About the Team
Welcome to the GAI-Vision team, where we lead the way in developing foundational models for multi-modal visual understanding and generation. Our mission is to solve the challenge of visual intelligence in AI. We conduct cutting-edge research on areas such as vision and language, large-scale vision models, and generative foundation models. Comprising experienced research scientists and engineers, our team is dedicated to pushing the boundaries of foundation model research and implementing our innovations across diverse application scenarios. We foster a feedback-driven environment to continuously enhance our foundation technologies. Come join us in shaping the future of AI and transforming the product experience for users worldwide.
Responsibilities
- Explore large-scale/ultra-large-scale visual models and perform system optimization. This includes data construction, instruction fine-tuning, preference alignment, and model optimization.
- Conduct cutting-edge research and development in computer vision, natural language processing, machine learning and general artificial intelligence, especially in the areas of multi-modality, vision and language.
- Publish our latest research results and help to build our brand in the research community.
- Explore vision/multi-modality application models, and contribute to the development of new technologies and products leveraging artificial intelligence.
Qualifications
- Possess research and practical experience in one or more areas of computer vision, encompassing:
- Multi-modal understanding
- Vision-language models (e.g., video captioning, VQA, Text-to-video retrieval, and other related topics)
- Large-scale training
- RLHF
- Multimodal generation (e.g., text-to-image, image, video, 3D generation and editing)
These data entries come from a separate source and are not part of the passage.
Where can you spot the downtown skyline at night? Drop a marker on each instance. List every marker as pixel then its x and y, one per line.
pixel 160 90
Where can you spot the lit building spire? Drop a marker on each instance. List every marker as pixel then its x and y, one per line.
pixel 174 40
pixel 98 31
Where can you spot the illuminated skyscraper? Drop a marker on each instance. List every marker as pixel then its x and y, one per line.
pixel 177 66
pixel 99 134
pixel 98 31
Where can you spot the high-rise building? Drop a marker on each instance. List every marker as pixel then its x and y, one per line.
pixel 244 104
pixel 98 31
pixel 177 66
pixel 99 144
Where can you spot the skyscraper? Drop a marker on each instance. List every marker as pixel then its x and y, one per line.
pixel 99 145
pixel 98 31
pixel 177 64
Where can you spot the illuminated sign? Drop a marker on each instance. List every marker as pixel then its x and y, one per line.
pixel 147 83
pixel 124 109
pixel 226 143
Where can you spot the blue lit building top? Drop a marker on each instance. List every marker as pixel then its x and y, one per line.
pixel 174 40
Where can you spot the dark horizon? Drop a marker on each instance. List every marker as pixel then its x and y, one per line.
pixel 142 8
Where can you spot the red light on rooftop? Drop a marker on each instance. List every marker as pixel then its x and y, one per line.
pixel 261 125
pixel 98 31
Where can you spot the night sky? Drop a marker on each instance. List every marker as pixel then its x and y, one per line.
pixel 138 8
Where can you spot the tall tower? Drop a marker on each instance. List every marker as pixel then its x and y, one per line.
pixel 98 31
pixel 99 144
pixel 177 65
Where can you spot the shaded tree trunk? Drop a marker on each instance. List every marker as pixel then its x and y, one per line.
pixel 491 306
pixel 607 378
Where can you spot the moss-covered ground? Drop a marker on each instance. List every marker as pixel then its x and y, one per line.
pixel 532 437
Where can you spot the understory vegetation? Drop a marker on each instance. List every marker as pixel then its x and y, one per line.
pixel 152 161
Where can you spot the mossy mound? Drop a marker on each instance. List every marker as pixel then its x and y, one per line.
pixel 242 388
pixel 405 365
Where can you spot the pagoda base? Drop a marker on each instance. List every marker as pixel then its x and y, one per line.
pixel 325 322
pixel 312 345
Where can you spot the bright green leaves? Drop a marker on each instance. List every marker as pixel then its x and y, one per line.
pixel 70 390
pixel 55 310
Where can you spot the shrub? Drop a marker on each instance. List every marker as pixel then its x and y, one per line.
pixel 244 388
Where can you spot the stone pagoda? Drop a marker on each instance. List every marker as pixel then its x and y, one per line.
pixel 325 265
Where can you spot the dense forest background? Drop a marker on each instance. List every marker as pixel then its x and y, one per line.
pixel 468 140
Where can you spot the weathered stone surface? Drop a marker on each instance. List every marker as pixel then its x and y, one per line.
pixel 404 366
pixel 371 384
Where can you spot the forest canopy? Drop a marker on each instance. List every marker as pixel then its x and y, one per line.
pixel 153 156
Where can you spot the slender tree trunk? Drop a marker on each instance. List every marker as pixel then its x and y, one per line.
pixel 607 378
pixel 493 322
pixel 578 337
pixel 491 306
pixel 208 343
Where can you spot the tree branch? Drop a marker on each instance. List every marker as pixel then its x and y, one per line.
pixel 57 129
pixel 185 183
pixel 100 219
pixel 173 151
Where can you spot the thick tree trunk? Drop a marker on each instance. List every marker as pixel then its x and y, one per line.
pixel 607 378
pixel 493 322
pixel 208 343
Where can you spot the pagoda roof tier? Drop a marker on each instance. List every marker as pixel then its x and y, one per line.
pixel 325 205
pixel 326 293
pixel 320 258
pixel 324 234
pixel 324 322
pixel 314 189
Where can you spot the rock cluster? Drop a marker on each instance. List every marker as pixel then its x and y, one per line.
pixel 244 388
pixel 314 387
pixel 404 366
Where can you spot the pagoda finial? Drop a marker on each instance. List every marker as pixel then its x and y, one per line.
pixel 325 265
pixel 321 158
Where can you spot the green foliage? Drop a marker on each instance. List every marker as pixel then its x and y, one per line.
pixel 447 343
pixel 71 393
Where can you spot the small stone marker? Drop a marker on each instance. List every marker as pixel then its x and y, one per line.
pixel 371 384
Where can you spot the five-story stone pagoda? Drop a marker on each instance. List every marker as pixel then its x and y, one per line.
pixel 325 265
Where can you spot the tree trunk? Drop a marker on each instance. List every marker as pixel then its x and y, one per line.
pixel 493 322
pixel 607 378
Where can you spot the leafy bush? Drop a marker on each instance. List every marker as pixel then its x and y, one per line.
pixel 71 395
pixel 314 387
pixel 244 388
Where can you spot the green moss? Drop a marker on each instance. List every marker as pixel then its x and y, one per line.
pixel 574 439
- Diffusion models, GANs, transformers for generation tasks.
- Work with large-scale datasets, and build large-scale datasets to scale up foundation models.
- Experience with vision-language models and apply them in various downstream tasks.
- Demonstrate impactful publications in leading AI conferences (e.g., CVPR, ECCV, ICCV, NeurIPS, ICLR, SIGGRAPH, SIGGRAPH Asia) and journals (e.g., TPAMI, JMLR).
- Proficiency in one of the differentiable programming frameworks such as PyTorch, TensorFlow, JAX, etc.
- Possess coding skills in C/C++ and Python.
- Proven track record of high-impact research.
- Collaborate effectively with team members.
- Ability to work independently.
Preferred Qualifications
- Recognition with best paper awards or equivalent accolades in renowned conferences.
- Achievement as a winner in international academic competitions.